Il veleno che Renzi non ha usato
Anche negli Stati Uniti, patria delle elezioni primarie, attorno ai candidati in lizza fioriscono comitati e associazioni apparentemente simili alla fondazione renziana Big Bang. Ma non si limitano ad incoraggiare con ogni mezzo la partecipazione al voto. La loro è una missione inconfessabile, e per questo si mantengono formalmente distinti e distanti dai comitati elettorali dei rispettivi candidati. Qual è la loro missione? Facile, avvelenare le elezioni. E dunque: confezionare e far circolare dossier sui vizi e le abitudini sessuali dell’avversario; promuovere campagne stampa per esasperarne i punti deboli; eseguire finti sondaggi per diffondere false informazioni. Nelle primarie del partito repubblicano per le presidenziali del 2000, ad esempio, agli elettori di John McCain fu chiesto se intendevano votarlo pur «sapendo che ha avuto un figlio illegittimo da una donna di colore». E il povero McCain, che aveva semplicemente adottato una bambina del Bangladesh, fu così sconfitto da George W. Bush.

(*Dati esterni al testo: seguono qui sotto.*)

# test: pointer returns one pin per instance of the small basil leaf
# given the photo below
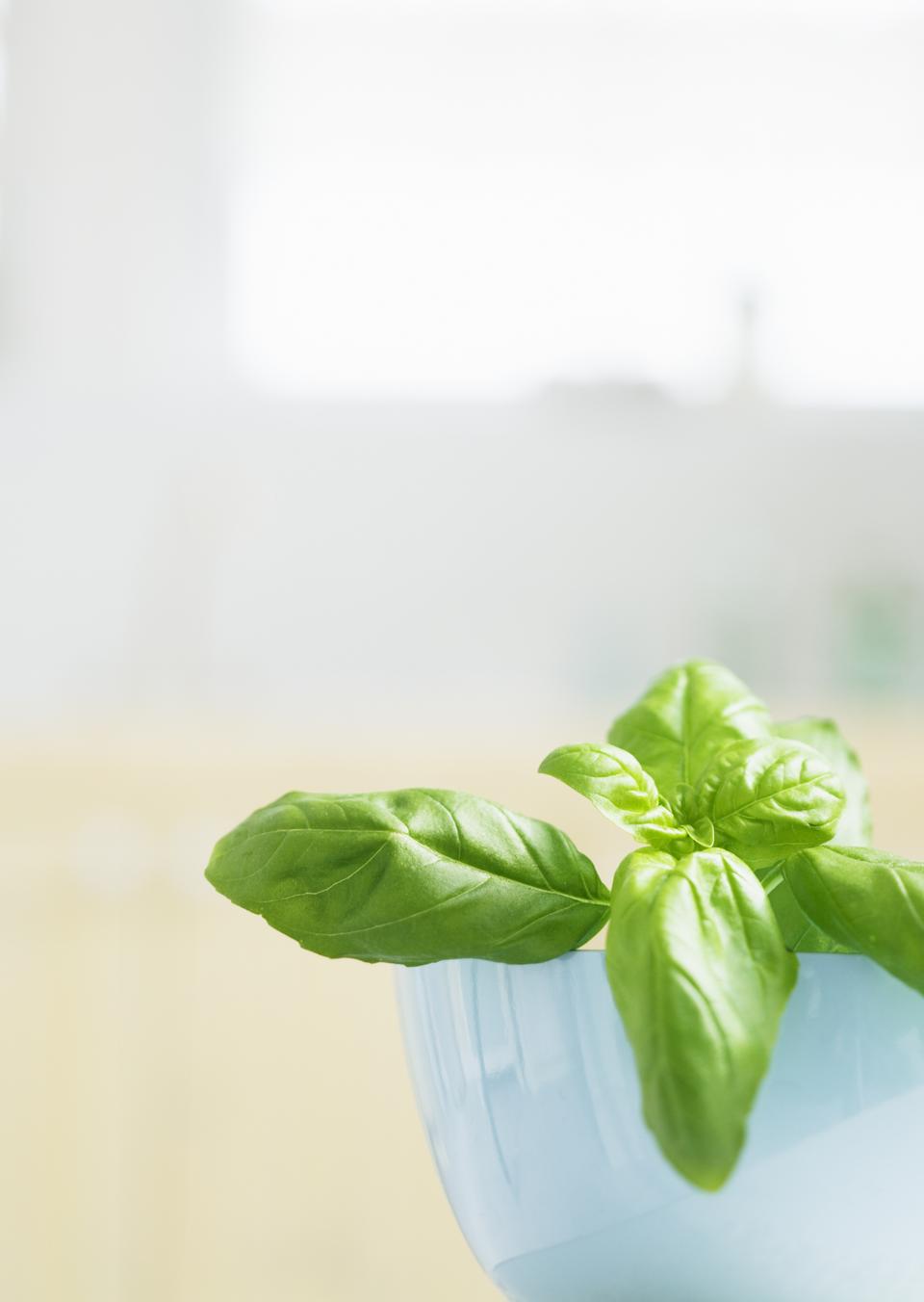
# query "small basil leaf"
(686, 717)
(411, 876)
(616, 784)
(767, 798)
(856, 825)
(867, 901)
(702, 832)
(701, 976)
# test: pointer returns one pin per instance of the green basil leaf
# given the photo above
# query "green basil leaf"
(411, 876)
(684, 718)
(799, 934)
(701, 976)
(616, 784)
(767, 798)
(867, 901)
(856, 825)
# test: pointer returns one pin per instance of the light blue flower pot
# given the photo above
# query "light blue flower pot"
(527, 1088)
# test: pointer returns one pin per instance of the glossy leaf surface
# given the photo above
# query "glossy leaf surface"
(701, 976)
(856, 825)
(684, 718)
(616, 784)
(411, 876)
(867, 901)
(768, 798)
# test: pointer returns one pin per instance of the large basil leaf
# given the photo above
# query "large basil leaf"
(867, 901)
(684, 717)
(411, 876)
(616, 784)
(701, 976)
(768, 798)
(799, 934)
(856, 825)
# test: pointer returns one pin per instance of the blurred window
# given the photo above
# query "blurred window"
(472, 198)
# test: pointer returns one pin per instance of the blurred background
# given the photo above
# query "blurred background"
(388, 389)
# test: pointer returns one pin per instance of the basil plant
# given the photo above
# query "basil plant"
(754, 846)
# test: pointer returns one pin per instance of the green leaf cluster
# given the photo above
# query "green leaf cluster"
(755, 846)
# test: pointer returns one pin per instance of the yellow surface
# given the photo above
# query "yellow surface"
(192, 1108)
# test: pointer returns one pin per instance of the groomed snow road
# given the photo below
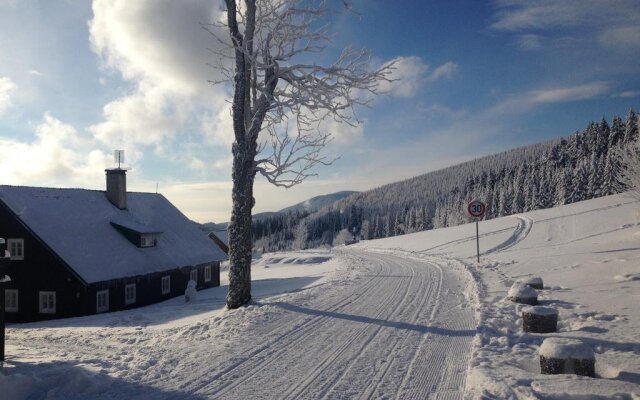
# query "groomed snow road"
(400, 330)
(385, 326)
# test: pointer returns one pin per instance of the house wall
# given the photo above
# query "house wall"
(42, 270)
(149, 287)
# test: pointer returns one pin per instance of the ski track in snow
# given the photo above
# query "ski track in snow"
(386, 338)
(521, 231)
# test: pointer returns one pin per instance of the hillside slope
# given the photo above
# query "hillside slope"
(588, 255)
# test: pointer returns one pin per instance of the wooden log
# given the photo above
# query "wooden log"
(534, 281)
(521, 293)
(538, 319)
(566, 356)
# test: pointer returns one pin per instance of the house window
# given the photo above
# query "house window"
(130, 293)
(166, 284)
(194, 275)
(102, 300)
(16, 248)
(11, 300)
(47, 302)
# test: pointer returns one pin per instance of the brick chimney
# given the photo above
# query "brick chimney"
(117, 187)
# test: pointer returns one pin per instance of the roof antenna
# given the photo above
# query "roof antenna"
(118, 156)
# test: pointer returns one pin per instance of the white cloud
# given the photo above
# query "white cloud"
(410, 74)
(161, 48)
(628, 94)
(573, 93)
(7, 88)
(58, 156)
(621, 37)
(613, 23)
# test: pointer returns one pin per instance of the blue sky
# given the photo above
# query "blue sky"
(79, 79)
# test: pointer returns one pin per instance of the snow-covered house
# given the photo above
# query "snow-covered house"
(79, 252)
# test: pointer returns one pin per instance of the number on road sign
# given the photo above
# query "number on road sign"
(476, 209)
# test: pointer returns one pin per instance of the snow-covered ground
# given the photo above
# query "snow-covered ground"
(588, 255)
(405, 317)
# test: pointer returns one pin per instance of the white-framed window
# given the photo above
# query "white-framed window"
(47, 302)
(16, 248)
(130, 293)
(102, 300)
(194, 275)
(11, 300)
(166, 284)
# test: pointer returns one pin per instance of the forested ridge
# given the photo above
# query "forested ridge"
(585, 165)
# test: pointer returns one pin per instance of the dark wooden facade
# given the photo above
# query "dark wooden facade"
(42, 270)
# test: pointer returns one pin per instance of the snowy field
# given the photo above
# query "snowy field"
(406, 317)
(588, 255)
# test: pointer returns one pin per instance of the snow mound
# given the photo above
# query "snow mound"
(521, 291)
(532, 281)
(540, 310)
(564, 348)
(627, 277)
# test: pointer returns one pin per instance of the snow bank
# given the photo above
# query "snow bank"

Di tutto questo, da noi in Italia fortunatamente non vi è stata traccia. Appare dunque a dir poco esagerato il grido d’allarme di quei dirigenti del Pd e di quei commentatori che, dopo aver plaudito il fair play del confronto tv Bersani-Renzi, ora che infuria la polemica sulle registrazioni per il secondo turno vaticinano la conseguente scissione del partito. O quantomeno l’apertura di una ferita difficilmente suturabile. Figurarsi, ben altri conflitti la politica ha superato… Quanto all’ipotesi che Renzi si stacchi dal Pd e dia vita a un partito tutto suo, non è realistica. Non in questa fase, almeno. E certamente non per via della piega presa dal confronto con Bersani. Anzi, tutto lascia credere che tra i due ci sia un tacito accordo per circoscrivere la polemica politica ad un livello accettabile. Come osservava ieri Repubblica, infatti, Matteo Renzi ha scelto di saltare due tappe significative nel suo tour elettorale: Sesto San Giovanni, dove avrebbe dovuto attaccare Bersani ricordando che il suo braccio destro, Filippo Penati, è rinviato a giudizio per aver intascato tangenti che secondo l’accusa erano funzionali ad un «sistema» che faceva perno sul Pd; e Taranto, dove avrebbe dovuto attaccare Bersani per aver accettato nel 2006 98mila euro dalla famiglia Riva nonostante fossero già allora ben noti i danni per la salute pubblica arrecati dai fumi dell’Ilva. Poteva farlo, e non l’ha fatto. L’America è (ancora) lontana.